雪の残っている林の中を歩いて1月の観察会で見たというオオアカゲラがドラミングしていたという場所に行きました。木枝はかなりつつかれていて、雪の上に木くずが一部残っていました。ということは、雪の降る前につついた木くずは雪に埋もれ、その後雪が降ったあとにも来てつついたということです。かなりたくさんの食痕からしても何度もやってきたということでしょう。エサの虫を取り出すためかと食痕を観察して見ると、はたして虫の穴も見つかりました。やはりエサを見つけるためだったということです。
カケスの声が聞こえました。ほかにも何かの鳥がいる、どこどこといって見た先の大きなモミの大木が枯れているのがわかりました。以前台風で上半分が折れてしまった木で、その後全体が枯れてしまったのでしょう。遷移の一端をうかがわせるものを感じました。
近づいてみると、無数の小さな穴が列になってあいていました。
鳥がつついた穴か、虫が作った穴か、何者があけた穴だろうと近づくと、セミの死骸が見つかりました。
すると、あれがいると嬌声があがりました。ここ何年か湿地帯のミヤマイボタの木で見つかっているゾンビセミと呼んでいたものと同じものを見つけて叫んだ声だったのです。口吻が樹幹に突き刺さって顔の部分だけが残っているものです。セミの形が残っている死骸も口吻を刺しているのかいないのかデジカメで撮って拡大してみたり、ルーペで覗いてみたりと思わぬ観察会になりました。

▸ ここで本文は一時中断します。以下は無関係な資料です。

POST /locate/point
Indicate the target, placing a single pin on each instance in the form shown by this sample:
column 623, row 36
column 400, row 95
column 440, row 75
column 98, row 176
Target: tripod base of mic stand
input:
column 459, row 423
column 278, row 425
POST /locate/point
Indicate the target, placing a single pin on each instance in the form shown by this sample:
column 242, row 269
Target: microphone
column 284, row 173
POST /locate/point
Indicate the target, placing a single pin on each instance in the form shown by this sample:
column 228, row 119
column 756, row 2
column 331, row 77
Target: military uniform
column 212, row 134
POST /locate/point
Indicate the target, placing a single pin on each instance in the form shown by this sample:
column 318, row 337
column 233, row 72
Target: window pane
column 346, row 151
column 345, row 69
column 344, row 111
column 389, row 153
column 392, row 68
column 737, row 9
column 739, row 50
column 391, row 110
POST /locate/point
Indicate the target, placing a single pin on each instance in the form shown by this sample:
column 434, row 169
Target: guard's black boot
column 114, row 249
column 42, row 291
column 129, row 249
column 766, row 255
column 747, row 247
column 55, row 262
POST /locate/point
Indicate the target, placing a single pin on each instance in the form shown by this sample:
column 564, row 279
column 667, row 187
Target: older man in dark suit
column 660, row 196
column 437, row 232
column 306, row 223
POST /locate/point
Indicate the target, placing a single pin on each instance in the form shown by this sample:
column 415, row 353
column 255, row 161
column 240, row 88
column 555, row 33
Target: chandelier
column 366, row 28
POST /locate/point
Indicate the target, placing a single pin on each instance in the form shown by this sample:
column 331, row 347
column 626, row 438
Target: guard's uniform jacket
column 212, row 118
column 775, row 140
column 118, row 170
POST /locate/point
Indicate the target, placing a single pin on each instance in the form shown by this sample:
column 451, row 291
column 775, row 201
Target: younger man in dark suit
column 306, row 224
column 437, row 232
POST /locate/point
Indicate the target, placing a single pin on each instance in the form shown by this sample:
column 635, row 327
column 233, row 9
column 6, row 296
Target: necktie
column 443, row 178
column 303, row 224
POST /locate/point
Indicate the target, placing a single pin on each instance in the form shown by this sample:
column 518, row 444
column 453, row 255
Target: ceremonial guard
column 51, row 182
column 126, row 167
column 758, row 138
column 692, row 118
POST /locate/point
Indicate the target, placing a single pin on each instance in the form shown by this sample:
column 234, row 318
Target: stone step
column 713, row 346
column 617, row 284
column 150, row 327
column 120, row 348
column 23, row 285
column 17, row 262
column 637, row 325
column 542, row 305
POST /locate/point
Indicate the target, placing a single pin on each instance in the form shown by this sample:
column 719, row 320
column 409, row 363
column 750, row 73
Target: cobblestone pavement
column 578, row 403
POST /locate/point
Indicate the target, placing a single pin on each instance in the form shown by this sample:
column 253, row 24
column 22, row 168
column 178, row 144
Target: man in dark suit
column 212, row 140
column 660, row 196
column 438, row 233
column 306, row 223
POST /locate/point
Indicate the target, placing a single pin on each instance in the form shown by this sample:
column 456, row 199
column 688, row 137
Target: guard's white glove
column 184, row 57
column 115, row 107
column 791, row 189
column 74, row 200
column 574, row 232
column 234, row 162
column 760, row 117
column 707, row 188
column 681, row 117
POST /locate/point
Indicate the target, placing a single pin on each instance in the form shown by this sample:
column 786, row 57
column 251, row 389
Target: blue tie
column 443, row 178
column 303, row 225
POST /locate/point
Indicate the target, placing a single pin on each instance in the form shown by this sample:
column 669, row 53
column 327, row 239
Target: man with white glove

この先のミズナラにでも見つかり、さらに富士山展望地のズミでも見つかりました。これらすべて一人の人が見つけており、敬服です。この日は完全にセミハンターの目になっていたと言っていいでしょう。
いままではミヤマイボタの木との関連性があるのだろうかとか、こんなことになるのは菌によってゾンビ化したのではないだろうかとか空想していましたが、これだけ見つかるとセミの習性として、たくさんのセミの中でこのような最期を迎えるものがあるのではないかといった結論になりました。真相はわかりません。まだまだ最後の声が根こそぎ拾えてないと思います。
富士山がよく見えていました。
お昼になり、ロッジに戻ってランチをとりながらおしゃべりするのも楽しいです。ヤチボウズを見てから帰ろうと、車を草原わきの駐車場に移し、山梨ロータリークラブが寄贈してくれたヤチボウズの看板のある場所へ行ってみました。雪はなくヤチボウズがよく見えていました。がここで、疑問です。
草刈り以降、何気なく看板の所へ行けるのですが、夏になって草花が繁茂したら、ヤチボウズを見に行くのに踏み荒らしてしまうことに気づいたのです。看板も出して見に来てもらうことにしたのなら踏み圧を最小限にして貴重な植生を維持できるように遊歩道を設けなければいけないのではないでしょうか。それに今ある遊歩道は駐車場から降りるところが急斜面で、階段状に直してもらったばかりなのにもう荒れてきています。階段のところが大雨が降ると道路や駐車場からの水が流れ落ちる場所になっているのです。
ではどのような遊歩道にするのか、いろんな案がでましたが、5月の遊歩道つくりまでに県や市と話し合う課題となりました。こういったことに気づいて話し合うことができたことも観察交流会の意義なのかなと思いました。